In de nacht van 9 op 10 december 1965 vindt in Amsterdam een dermate zware regenval plaats dat een aantal woningen niet meer te gebruiken is. Het Meerhuis op de Brink – ook wel bekend als het Verenigingsgebouw – wordt ingezet om slachtoffers op te vangen en slaapruimte te bieden. In totaal moeten 25 Amsterdammers hun woningen verlaten. Het 25-tal wordt grotendeels gevormd uit de familie Tokkie uit de Kattenburgertussenstraat, bestaande uit man en vrouw en 11 kinderen. Ook bewoners uit de Linnaeusdwarsstraat en de Boomstraat in de Jordaan zien zich gedwongen door de wateroverlast hun woningen te verlaten.
Het Meerhuis wordt al enige tijd gebruikt als opvangcentrum bij calamiteiten. Zo wordt er in augustus 1965 het gezin Raatgever van de Bilderdijkkade opgevangen, waarvan het huis is afgebrand doordat het vijfjarig dochtertje de brandende oliekachel omstoot. In januari 1965 trekken drie gezinnen, die bij de brand op Spuistraat 240 dakloos zijn geworden, in op de bovenverdieping van het verenigingsgebouw op de Brink. In maart 1963 worden een deel van de twaalf gezinnen (in totaal 53 mensen) opgevangen, die hun bouwvallige huizen in de Borgerstraat noodgedwongen moeten verlaten.
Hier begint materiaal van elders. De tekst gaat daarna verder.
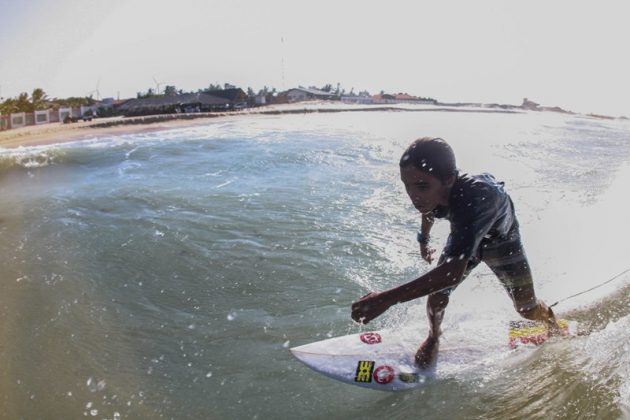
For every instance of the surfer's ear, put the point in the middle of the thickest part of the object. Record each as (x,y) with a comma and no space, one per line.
(449,181)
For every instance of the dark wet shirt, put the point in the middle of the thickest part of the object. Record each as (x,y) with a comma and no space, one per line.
(479,210)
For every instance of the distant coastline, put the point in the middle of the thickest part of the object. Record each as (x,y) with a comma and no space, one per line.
(61,133)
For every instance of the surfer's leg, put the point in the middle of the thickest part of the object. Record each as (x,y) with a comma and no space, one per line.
(436,307)
(508,261)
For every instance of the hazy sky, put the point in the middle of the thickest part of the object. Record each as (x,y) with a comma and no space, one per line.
(572,54)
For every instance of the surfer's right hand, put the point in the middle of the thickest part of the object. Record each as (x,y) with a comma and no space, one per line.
(368,307)
(427,253)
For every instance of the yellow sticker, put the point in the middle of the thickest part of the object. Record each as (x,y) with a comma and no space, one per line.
(364,371)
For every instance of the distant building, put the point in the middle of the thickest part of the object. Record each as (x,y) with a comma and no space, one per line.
(237,97)
(531,105)
(357,99)
(383,98)
(307,94)
(187,102)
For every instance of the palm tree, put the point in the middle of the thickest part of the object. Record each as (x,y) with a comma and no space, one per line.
(39,99)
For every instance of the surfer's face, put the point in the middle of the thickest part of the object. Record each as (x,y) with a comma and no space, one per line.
(425,191)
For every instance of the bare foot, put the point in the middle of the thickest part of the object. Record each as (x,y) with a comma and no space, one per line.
(553,328)
(426,356)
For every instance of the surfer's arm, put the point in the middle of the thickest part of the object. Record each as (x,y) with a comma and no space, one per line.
(442,277)
(425,229)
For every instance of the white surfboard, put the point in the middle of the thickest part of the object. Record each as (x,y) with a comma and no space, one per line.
(382,360)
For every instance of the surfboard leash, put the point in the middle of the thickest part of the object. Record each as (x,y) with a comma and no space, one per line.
(592,288)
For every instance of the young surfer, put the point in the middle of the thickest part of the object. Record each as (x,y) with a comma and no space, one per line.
(483,229)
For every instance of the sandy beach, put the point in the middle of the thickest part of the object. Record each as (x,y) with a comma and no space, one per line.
(54,133)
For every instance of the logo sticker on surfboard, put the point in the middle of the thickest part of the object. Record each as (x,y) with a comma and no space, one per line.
(364,371)
(371,338)
(383,374)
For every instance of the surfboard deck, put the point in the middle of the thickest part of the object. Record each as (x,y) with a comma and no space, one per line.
(382,360)
(526,332)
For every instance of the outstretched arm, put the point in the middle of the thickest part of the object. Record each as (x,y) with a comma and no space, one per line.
(426,251)
(442,277)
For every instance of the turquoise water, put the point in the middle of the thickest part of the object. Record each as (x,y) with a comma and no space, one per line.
(166,274)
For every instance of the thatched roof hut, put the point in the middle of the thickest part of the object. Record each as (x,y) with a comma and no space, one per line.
(186,102)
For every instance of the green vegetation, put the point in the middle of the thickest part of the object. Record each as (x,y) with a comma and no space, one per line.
(39,100)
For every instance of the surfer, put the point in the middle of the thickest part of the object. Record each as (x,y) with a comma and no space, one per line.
(483,229)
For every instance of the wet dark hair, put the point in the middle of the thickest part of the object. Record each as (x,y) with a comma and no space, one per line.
(431,155)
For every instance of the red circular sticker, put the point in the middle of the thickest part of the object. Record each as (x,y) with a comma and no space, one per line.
(383,374)
(370,338)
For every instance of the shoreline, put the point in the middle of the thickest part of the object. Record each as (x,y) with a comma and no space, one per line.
(58,133)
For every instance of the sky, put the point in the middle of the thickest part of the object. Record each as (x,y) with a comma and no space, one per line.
(572,54)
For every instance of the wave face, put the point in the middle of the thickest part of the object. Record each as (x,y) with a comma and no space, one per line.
(167,274)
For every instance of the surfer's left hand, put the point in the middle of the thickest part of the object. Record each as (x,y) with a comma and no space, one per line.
(368,307)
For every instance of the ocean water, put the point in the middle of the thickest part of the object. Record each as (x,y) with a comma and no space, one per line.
(167,274)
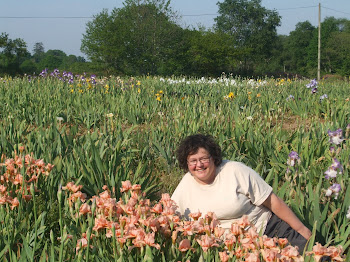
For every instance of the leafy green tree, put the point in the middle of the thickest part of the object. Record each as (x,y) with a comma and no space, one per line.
(209,53)
(297,46)
(38,52)
(52,59)
(252,27)
(12,54)
(337,54)
(136,39)
(28,67)
(328,27)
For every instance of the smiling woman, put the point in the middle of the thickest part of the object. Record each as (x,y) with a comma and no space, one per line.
(231,189)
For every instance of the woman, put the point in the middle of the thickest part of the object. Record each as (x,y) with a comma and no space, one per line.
(231,189)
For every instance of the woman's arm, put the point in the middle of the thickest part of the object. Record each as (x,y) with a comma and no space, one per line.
(277,206)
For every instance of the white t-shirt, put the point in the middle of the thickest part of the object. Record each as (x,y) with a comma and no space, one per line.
(236,191)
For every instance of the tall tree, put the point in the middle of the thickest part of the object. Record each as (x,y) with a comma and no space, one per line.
(296,47)
(12,54)
(52,59)
(252,26)
(329,26)
(135,39)
(38,52)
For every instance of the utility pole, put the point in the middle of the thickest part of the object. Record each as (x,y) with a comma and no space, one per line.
(319,44)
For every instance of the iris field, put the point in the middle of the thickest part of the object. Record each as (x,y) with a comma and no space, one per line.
(88,165)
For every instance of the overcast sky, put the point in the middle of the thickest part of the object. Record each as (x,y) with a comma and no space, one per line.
(25,19)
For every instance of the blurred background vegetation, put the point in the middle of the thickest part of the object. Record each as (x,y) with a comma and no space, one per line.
(144,37)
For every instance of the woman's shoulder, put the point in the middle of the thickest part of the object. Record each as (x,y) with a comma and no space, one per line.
(232,165)
(235,168)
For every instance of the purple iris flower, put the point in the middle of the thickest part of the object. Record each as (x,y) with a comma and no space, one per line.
(336,137)
(323,97)
(290,97)
(334,169)
(44,73)
(334,189)
(293,158)
(313,83)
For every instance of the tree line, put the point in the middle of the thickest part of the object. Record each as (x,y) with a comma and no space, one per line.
(144,37)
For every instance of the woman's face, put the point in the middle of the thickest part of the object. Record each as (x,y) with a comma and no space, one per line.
(201,166)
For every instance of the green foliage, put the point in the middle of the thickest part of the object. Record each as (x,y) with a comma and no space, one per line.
(252,27)
(114,130)
(135,39)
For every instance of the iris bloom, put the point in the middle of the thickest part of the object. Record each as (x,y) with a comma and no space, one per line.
(293,158)
(313,83)
(334,189)
(336,137)
(323,97)
(333,170)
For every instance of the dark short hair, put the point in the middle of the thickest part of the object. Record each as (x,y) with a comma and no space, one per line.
(190,146)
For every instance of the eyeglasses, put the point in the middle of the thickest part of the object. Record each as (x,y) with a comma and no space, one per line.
(202,160)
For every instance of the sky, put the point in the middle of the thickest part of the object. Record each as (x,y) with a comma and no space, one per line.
(41,20)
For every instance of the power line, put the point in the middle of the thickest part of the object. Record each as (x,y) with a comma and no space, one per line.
(46,17)
(335,10)
(301,7)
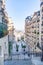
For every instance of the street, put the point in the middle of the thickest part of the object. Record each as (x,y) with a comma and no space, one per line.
(18,62)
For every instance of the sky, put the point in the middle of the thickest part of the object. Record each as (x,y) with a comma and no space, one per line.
(18,10)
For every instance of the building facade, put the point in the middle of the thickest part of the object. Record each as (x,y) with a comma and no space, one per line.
(3,28)
(32,31)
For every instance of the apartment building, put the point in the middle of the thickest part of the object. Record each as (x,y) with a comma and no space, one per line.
(32,30)
(3,29)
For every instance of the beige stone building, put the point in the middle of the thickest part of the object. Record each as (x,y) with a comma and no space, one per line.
(32,31)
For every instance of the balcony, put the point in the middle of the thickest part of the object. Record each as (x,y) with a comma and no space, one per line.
(3,30)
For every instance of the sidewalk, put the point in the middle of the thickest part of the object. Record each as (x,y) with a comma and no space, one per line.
(37,61)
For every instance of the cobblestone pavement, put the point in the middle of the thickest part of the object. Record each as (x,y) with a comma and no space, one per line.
(18,62)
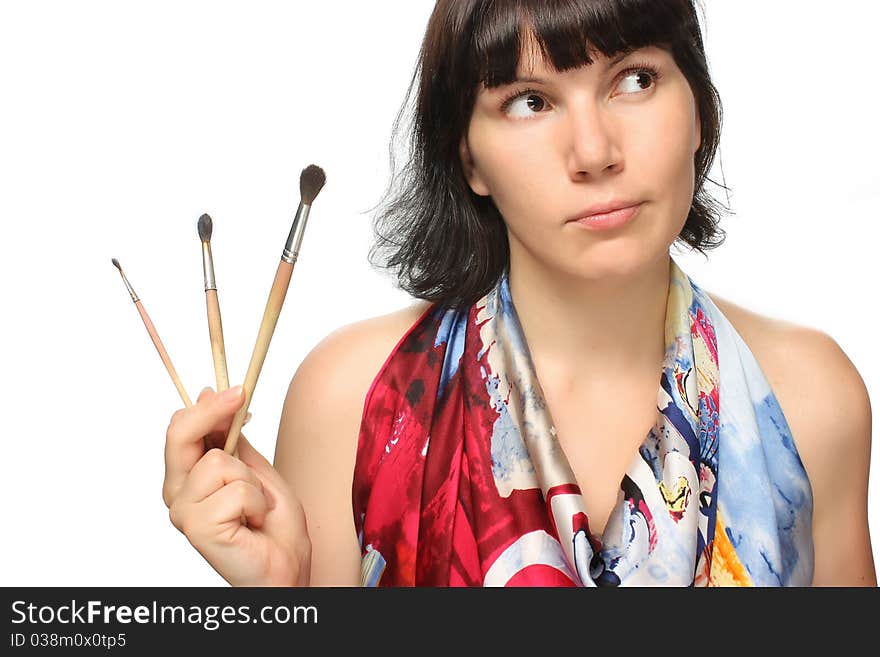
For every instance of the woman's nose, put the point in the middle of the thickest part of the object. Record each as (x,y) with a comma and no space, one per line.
(592,142)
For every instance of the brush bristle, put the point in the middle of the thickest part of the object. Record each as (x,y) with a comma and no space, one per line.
(310,183)
(206,227)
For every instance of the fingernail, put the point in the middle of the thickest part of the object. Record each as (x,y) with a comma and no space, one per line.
(231,394)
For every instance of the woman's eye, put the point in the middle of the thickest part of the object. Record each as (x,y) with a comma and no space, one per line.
(639,80)
(525,104)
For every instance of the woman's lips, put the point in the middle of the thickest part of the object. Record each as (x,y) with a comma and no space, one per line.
(609,220)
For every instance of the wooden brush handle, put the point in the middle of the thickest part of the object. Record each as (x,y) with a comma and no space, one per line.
(154,336)
(218,349)
(267,328)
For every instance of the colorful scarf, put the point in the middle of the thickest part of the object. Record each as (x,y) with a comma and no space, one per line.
(460,480)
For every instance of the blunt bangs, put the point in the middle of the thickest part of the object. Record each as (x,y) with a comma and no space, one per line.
(568,33)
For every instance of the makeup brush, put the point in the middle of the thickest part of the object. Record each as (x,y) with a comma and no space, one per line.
(154,336)
(215,324)
(311,181)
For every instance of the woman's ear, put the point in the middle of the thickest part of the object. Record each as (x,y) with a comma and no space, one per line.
(470,170)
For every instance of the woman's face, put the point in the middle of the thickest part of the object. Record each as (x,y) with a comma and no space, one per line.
(588,136)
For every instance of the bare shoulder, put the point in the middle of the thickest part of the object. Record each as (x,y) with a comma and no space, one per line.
(828,409)
(318,434)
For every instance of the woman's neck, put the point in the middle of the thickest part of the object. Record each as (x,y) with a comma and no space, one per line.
(611,328)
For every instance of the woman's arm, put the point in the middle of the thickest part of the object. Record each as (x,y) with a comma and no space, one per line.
(835,410)
(315,454)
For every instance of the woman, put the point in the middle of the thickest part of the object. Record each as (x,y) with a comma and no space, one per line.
(559,149)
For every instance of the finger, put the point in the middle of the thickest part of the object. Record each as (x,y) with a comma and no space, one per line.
(255,460)
(206,392)
(210,414)
(184,444)
(211,473)
(227,505)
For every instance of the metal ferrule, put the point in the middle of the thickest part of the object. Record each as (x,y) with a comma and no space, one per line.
(134,296)
(208,267)
(294,239)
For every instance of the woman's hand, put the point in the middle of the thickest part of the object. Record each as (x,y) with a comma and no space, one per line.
(207,490)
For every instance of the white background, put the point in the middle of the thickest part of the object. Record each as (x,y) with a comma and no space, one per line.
(122,122)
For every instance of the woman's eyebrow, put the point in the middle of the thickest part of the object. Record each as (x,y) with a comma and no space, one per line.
(609,63)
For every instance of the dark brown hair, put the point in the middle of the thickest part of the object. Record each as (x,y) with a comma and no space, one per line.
(447,244)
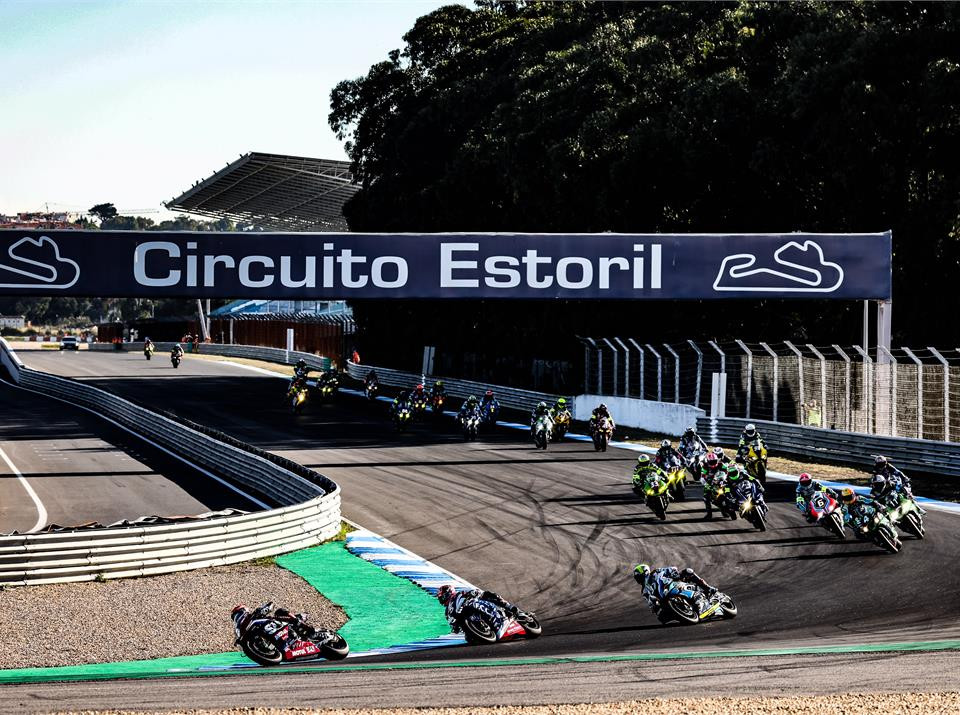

De onderafdeling calamiteiten van de Gemeentelijke Sociale Dienst, in de volksmond wel de rampendienst genoemd, is verantwoordelijk voor de opvang van slachtoffers van noodsituaties. De rampendienst werd opgericht naar aanleiding van de instorting van een flatgebouw aan de Vijzelstraat in 1956. Er kunnen ongeveer 50 mensen gehuisvest worden in het Meerhuis.